This narrowing of the distribution, or the reduction in “error variance” due to increased sample size, is related to a statistical concept called power. This term often comes up in relation to hypothesis testing. When researchers do a study, they want to make sure the sample size is large enough. Even if the alternative hypothesis is correct, small samples may mean that the data are still consistent with null hypothesis. For the example above, the alternative hypothesis test was “more than half prefer mint chocolate chip” and the assumed true value for the proportion was 0.65. With a sample of 10, your power was 0.75. Note that your power came from two sources. One was the size of the difference you wanted to detect, i.e., the effect of mint chocolate chip preference. You believed that this effect was reasonably large at 0.65. A preference of 0.52 would be harder to detect in a sample of 10, while a preference rate of 0.91 should be easier. Thus in the latter case, your sample study would have higher power than in the former case (low power).

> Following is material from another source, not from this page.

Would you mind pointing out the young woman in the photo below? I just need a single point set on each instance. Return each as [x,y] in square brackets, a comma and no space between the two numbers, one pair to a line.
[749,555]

You can’t typically control the size of the effect. It is what it is, and perhaps if the effect is small, you may not care as much about it. However, some knowledge is still worth pursuing, even of small effects, and you can often control the size of the sample. Increasing the sample size increases your power to detect effects, even small ones. When scientists design a research study, they will often conduct a power analysis in advance to determine the sample size necessary to make confident claims about the effect of interest. This is analogous to what Schlitz marketing would have had to think through in deciding how many people to include in their live taste test campaign.

Betting on your Future

Consider the Investment Decision diagram of Naked Statistics, Chapter 5, that you read at the beginning of this module. The diagram is reproduced in Figure 13.1

Figure 13.1: Drug trial tree diagram (source: Wheelan)

This figure represents the drug approval process from investment to pay off in the form of a tree.¹⁰ At each branch-point of the graph, there are two possibilities: first, you may or may not develop a drug that cures a particular disease. Next, even if the drug works, it may or may not get approved. And even if it gets approved, it may or may not make it to the market. At each branch, there are also two probabilities corresponding to each path. The end-points of the branches are the leaf nodes of the tree diagram. In this particular tree, one of each forking paths is always a dead-end, or leaf. But the tree can branch in other ways.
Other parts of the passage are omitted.